Moreover, the state does not pay “intensive monitoring fees” (employing guardians for patient safety) in hospitals’ isolation wards and “protective isolation fees” (seclusion/restraint) for beneficiaries of medical aid. However, “emergency patient handling fees” (subduing or sedating aggressive patients) began being calculated separately starting four years ago, with the state paying hospitals 54,850 won per instance. 

“Is this the state of human rights in Korea?” “Let me out of here.” “Let me make a phone call.”

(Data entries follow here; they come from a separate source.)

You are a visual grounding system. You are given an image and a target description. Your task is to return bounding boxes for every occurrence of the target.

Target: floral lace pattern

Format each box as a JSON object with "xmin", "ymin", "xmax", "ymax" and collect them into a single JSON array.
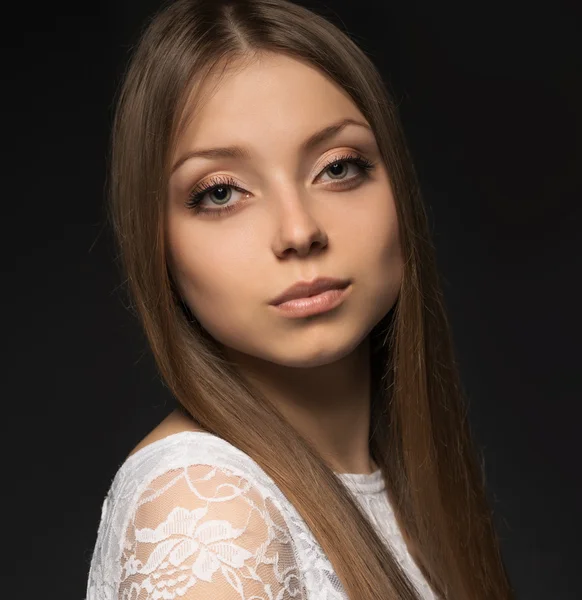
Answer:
[{"xmin": 86, "ymin": 432, "xmax": 435, "ymax": 600}]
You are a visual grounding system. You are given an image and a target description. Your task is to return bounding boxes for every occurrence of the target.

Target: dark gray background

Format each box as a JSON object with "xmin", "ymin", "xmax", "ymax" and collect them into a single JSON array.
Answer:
[{"xmin": 1, "ymin": 0, "xmax": 582, "ymax": 600}]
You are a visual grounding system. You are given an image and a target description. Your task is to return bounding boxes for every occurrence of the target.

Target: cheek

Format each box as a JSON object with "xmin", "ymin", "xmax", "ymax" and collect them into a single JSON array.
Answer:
[{"xmin": 167, "ymin": 217, "xmax": 257, "ymax": 325}]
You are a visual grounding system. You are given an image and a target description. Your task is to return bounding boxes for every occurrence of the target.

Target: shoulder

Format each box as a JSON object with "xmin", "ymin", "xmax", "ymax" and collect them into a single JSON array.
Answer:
[
  {"xmin": 88, "ymin": 410, "xmax": 310, "ymax": 600},
  {"xmin": 128, "ymin": 409, "xmax": 204, "ymax": 458}
]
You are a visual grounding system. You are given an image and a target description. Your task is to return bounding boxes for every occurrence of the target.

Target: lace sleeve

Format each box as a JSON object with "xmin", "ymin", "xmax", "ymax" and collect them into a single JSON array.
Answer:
[{"xmin": 118, "ymin": 465, "xmax": 304, "ymax": 600}]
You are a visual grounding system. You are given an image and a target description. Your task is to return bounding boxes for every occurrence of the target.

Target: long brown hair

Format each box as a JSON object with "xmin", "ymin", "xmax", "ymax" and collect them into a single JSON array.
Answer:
[{"xmin": 110, "ymin": 0, "xmax": 512, "ymax": 600}]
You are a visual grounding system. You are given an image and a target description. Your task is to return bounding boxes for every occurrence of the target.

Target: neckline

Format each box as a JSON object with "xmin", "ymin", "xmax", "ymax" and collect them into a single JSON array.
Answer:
[{"xmin": 121, "ymin": 431, "xmax": 385, "ymax": 494}]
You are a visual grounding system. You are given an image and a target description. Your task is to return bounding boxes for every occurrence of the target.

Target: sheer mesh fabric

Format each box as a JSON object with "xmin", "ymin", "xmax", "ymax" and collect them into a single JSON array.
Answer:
[
  {"xmin": 86, "ymin": 432, "xmax": 436, "ymax": 600},
  {"xmin": 118, "ymin": 465, "xmax": 302, "ymax": 600}
]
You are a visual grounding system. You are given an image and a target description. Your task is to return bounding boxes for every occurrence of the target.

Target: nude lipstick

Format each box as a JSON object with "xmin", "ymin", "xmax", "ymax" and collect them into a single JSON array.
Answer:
[{"xmin": 270, "ymin": 277, "xmax": 352, "ymax": 318}]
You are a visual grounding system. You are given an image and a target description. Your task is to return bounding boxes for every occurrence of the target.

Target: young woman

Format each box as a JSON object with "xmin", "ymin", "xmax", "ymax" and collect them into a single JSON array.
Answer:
[{"xmin": 87, "ymin": 0, "xmax": 512, "ymax": 600}]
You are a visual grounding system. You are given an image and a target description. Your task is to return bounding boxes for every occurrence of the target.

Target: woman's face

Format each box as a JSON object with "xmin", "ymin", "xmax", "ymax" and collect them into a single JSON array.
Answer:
[{"xmin": 166, "ymin": 54, "xmax": 402, "ymax": 367}]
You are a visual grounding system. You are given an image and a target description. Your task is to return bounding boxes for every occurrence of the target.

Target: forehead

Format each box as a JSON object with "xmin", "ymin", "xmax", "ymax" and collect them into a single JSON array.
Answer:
[{"xmin": 176, "ymin": 54, "xmax": 364, "ymax": 157}]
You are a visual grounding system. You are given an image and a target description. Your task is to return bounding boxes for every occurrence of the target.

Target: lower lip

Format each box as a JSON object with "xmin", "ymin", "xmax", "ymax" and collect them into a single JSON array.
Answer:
[{"xmin": 274, "ymin": 285, "xmax": 352, "ymax": 318}]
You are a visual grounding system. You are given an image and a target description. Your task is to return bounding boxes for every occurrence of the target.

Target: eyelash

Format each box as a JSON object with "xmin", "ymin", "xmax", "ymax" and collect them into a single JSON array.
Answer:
[{"xmin": 186, "ymin": 153, "xmax": 375, "ymax": 216}]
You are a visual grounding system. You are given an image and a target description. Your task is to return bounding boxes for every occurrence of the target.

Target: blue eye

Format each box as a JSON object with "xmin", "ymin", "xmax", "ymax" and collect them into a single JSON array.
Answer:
[{"xmin": 186, "ymin": 153, "xmax": 375, "ymax": 216}]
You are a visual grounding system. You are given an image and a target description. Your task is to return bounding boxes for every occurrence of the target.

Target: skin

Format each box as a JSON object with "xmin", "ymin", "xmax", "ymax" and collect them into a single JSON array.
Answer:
[{"xmin": 163, "ymin": 54, "xmax": 402, "ymax": 473}]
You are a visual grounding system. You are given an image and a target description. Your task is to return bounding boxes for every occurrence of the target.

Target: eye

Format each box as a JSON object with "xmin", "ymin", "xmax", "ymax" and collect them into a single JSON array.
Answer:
[
  {"xmin": 186, "ymin": 153, "xmax": 375, "ymax": 216},
  {"xmin": 321, "ymin": 154, "xmax": 374, "ymax": 181},
  {"xmin": 186, "ymin": 177, "xmax": 248, "ymax": 212}
]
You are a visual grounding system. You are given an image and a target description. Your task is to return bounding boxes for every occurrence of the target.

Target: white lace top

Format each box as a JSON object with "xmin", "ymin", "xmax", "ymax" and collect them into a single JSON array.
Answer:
[{"xmin": 86, "ymin": 431, "xmax": 435, "ymax": 600}]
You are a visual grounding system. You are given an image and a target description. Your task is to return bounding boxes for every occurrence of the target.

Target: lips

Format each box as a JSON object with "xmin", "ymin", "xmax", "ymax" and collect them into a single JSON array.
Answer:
[{"xmin": 270, "ymin": 277, "xmax": 350, "ymax": 306}]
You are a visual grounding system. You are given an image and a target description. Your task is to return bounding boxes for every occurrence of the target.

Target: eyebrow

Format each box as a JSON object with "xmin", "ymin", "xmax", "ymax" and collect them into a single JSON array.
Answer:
[{"xmin": 171, "ymin": 118, "xmax": 371, "ymax": 174}]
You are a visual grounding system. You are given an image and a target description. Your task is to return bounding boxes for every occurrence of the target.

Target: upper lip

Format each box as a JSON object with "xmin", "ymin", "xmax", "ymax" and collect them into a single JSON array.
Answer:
[{"xmin": 271, "ymin": 277, "xmax": 350, "ymax": 304}]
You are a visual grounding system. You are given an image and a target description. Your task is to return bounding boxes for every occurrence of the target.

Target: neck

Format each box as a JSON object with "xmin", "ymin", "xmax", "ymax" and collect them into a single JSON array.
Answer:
[{"xmin": 226, "ymin": 339, "xmax": 377, "ymax": 474}]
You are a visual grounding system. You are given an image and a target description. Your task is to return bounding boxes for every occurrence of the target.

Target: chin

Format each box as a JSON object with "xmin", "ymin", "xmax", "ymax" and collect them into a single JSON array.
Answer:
[{"xmin": 264, "ymin": 332, "xmax": 367, "ymax": 369}]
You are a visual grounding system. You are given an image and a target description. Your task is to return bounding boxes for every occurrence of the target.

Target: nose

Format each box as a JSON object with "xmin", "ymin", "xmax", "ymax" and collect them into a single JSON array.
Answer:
[{"xmin": 273, "ymin": 195, "xmax": 328, "ymax": 258}]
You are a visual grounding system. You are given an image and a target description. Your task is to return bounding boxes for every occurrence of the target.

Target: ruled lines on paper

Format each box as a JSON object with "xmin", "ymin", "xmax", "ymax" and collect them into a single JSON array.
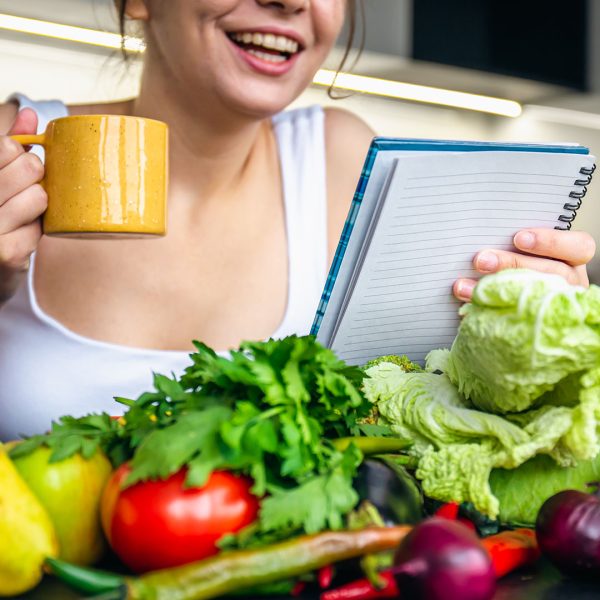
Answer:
[{"xmin": 331, "ymin": 152, "xmax": 582, "ymax": 364}]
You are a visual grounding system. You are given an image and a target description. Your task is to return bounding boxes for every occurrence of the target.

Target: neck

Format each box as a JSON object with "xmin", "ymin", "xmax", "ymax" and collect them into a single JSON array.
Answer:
[{"xmin": 131, "ymin": 66, "xmax": 269, "ymax": 200}]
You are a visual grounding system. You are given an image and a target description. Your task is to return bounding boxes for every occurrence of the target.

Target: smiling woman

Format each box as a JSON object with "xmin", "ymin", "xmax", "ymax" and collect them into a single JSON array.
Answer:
[{"xmin": 0, "ymin": 0, "xmax": 593, "ymax": 439}]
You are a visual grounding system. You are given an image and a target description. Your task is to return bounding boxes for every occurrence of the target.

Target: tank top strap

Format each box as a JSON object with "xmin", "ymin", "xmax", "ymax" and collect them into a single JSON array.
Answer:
[{"xmin": 273, "ymin": 106, "xmax": 328, "ymax": 337}]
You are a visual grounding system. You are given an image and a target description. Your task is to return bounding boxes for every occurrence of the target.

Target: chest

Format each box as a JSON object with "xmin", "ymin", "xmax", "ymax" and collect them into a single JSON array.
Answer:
[{"xmin": 34, "ymin": 183, "xmax": 288, "ymax": 350}]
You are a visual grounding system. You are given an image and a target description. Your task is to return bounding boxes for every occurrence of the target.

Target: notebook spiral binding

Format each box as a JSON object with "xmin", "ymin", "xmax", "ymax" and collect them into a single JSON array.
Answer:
[{"xmin": 554, "ymin": 165, "xmax": 596, "ymax": 231}]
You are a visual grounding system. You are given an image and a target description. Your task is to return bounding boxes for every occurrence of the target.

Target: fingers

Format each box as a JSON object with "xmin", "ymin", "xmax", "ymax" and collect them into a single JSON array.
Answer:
[
  {"xmin": 0, "ymin": 183, "xmax": 48, "ymax": 236},
  {"xmin": 0, "ymin": 220, "xmax": 42, "ymax": 271},
  {"xmin": 0, "ymin": 151, "xmax": 44, "ymax": 206},
  {"xmin": 514, "ymin": 229, "xmax": 596, "ymax": 266},
  {"xmin": 452, "ymin": 279, "xmax": 477, "ymax": 302},
  {"xmin": 473, "ymin": 250, "xmax": 582, "ymax": 285}
]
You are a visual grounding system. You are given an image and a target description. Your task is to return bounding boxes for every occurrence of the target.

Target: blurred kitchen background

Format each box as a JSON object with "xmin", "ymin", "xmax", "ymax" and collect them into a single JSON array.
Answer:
[{"xmin": 0, "ymin": 0, "xmax": 600, "ymax": 283}]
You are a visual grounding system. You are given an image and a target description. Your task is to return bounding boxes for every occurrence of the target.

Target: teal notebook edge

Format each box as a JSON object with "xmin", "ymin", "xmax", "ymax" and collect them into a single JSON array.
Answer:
[{"xmin": 310, "ymin": 137, "xmax": 590, "ymax": 336}]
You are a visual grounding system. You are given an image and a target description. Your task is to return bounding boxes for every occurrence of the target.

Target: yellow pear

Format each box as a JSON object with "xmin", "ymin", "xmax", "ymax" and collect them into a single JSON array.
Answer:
[
  {"xmin": 0, "ymin": 444, "xmax": 58, "ymax": 597},
  {"xmin": 13, "ymin": 446, "xmax": 112, "ymax": 565}
]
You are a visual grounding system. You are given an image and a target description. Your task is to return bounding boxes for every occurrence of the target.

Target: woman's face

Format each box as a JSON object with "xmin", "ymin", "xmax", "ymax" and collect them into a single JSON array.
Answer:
[{"xmin": 130, "ymin": 0, "xmax": 346, "ymax": 117}]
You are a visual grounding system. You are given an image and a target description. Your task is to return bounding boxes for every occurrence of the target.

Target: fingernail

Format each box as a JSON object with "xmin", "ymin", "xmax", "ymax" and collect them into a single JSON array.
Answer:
[
  {"xmin": 475, "ymin": 252, "xmax": 500, "ymax": 273},
  {"xmin": 515, "ymin": 231, "xmax": 535, "ymax": 250},
  {"xmin": 456, "ymin": 279, "xmax": 475, "ymax": 300}
]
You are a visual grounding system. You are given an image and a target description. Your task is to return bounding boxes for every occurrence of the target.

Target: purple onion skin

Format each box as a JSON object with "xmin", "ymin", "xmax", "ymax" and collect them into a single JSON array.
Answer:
[
  {"xmin": 394, "ymin": 517, "xmax": 496, "ymax": 600},
  {"xmin": 535, "ymin": 490, "xmax": 600, "ymax": 577}
]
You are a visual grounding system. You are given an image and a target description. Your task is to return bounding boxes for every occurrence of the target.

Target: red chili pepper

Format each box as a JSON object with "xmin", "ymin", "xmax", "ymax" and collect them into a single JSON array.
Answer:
[
  {"xmin": 320, "ymin": 571, "xmax": 400, "ymax": 600},
  {"xmin": 435, "ymin": 502, "xmax": 459, "ymax": 521},
  {"xmin": 481, "ymin": 529, "xmax": 540, "ymax": 577},
  {"xmin": 456, "ymin": 517, "xmax": 478, "ymax": 533},
  {"xmin": 317, "ymin": 565, "xmax": 333, "ymax": 590},
  {"xmin": 320, "ymin": 528, "xmax": 540, "ymax": 600}
]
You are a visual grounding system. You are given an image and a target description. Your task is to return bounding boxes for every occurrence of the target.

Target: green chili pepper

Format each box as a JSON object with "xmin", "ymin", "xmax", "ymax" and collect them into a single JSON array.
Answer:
[
  {"xmin": 331, "ymin": 436, "xmax": 413, "ymax": 456},
  {"xmin": 51, "ymin": 526, "xmax": 410, "ymax": 600},
  {"xmin": 46, "ymin": 558, "xmax": 125, "ymax": 594}
]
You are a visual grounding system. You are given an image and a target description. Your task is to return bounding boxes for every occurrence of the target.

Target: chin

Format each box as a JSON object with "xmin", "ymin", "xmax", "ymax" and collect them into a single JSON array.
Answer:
[{"xmin": 219, "ymin": 86, "xmax": 305, "ymax": 119}]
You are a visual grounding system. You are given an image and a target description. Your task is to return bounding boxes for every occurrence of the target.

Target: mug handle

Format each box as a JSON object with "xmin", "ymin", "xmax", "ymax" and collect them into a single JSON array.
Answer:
[{"xmin": 8, "ymin": 133, "xmax": 46, "ymax": 146}]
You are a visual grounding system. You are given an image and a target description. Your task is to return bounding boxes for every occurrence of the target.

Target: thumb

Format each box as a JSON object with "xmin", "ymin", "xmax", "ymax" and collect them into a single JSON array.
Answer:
[{"xmin": 8, "ymin": 108, "xmax": 37, "ymax": 135}]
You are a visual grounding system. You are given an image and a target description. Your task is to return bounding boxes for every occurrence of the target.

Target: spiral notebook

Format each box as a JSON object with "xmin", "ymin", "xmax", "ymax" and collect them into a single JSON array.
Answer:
[{"xmin": 312, "ymin": 138, "xmax": 595, "ymax": 364}]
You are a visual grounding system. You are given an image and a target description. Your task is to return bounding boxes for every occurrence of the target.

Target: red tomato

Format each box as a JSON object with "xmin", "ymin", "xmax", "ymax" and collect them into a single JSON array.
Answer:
[{"xmin": 101, "ymin": 464, "xmax": 258, "ymax": 573}]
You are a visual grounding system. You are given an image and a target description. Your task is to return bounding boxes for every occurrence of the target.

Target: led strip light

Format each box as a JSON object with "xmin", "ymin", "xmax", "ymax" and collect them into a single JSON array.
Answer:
[{"xmin": 0, "ymin": 13, "xmax": 522, "ymax": 117}]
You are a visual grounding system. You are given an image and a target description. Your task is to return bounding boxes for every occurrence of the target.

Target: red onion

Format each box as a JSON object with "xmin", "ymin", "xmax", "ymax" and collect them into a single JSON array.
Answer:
[
  {"xmin": 393, "ymin": 517, "xmax": 496, "ymax": 600},
  {"xmin": 535, "ymin": 490, "xmax": 600, "ymax": 577}
]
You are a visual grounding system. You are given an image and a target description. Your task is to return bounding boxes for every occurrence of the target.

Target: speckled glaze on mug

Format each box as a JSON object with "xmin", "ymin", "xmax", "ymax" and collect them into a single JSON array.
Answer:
[{"xmin": 11, "ymin": 115, "xmax": 168, "ymax": 238}]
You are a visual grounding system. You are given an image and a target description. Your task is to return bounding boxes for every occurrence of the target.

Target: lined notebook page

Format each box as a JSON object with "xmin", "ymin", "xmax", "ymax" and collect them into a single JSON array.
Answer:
[{"xmin": 330, "ymin": 152, "xmax": 594, "ymax": 364}]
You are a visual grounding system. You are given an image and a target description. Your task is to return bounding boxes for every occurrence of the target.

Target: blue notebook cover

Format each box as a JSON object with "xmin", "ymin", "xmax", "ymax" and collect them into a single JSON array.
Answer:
[{"xmin": 311, "ymin": 137, "xmax": 589, "ymax": 358}]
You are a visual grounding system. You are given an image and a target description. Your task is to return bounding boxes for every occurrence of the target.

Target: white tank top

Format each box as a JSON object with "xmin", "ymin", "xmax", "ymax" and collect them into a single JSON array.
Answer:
[{"xmin": 0, "ymin": 95, "xmax": 328, "ymax": 441}]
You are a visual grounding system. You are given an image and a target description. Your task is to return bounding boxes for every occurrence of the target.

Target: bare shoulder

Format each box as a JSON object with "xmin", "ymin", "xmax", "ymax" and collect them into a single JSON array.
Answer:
[
  {"xmin": 0, "ymin": 102, "xmax": 18, "ymax": 135},
  {"xmin": 325, "ymin": 108, "xmax": 375, "ymax": 259}
]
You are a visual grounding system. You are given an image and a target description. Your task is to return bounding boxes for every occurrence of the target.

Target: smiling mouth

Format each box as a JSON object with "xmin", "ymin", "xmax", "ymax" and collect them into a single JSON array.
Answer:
[{"xmin": 227, "ymin": 31, "xmax": 303, "ymax": 63}]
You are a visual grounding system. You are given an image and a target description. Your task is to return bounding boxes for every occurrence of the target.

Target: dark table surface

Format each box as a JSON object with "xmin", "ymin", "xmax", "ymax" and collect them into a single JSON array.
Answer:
[{"xmin": 12, "ymin": 561, "xmax": 600, "ymax": 600}]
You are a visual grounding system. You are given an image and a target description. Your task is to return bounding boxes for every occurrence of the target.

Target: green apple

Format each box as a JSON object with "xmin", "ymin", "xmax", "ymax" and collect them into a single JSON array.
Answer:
[{"xmin": 13, "ymin": 446, "xmax": 112, "ymax": 565}]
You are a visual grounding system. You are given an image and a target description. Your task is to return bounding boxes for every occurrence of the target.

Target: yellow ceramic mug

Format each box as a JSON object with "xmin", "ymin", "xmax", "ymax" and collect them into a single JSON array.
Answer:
[{"xmin": 11, "ymin": 115, "xmax": 168, "ymax": 238}]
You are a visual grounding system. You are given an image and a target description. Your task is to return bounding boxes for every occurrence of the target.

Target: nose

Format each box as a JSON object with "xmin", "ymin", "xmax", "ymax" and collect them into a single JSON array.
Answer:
[{"xmin": 257, "ymin": 0, "xmax": 310, "ymax": 14}]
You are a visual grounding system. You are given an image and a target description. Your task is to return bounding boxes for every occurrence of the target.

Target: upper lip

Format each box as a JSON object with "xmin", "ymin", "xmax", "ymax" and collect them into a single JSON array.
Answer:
[{"xmin": 227, "ymin": 26, "xmax": 306, "ymax": 50}]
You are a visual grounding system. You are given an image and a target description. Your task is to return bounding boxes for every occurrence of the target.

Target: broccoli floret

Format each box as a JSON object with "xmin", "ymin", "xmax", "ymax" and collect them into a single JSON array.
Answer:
[{"xmin": 363, "ymin": 354, "xmax": 423, "ymax": 373}]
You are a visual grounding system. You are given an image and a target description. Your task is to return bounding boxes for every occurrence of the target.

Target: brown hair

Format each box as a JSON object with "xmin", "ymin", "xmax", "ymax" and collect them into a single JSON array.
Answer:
[{"xmin": 115, "ymin": 0, "xmax": 366, "ymax": 99}]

Notes for Kim Hyeong-jin’s stay at the hospital in Chuncheon showed that on Dec. 27, 2021, he requested that he be able to contact his family after he was subject to emergency hospitalization by police after an outburst at a convenience store. While the hospital claims that Kim was demonstrating “strong violent tendencies,” his family told the Hankyoreh that Kim “was perfectly aware of his illness” — bipolar disorder — “and regularly received outpatient treatment for it.” 

But the hospital denied Kim’s requests, and without contacting his family, immediately placed him in restraints and seclusion before administering a shot. The hospital did not keep a note of why staff responded with these measures. Perhaps it was simply the manner of treating patients they were most accustomed to.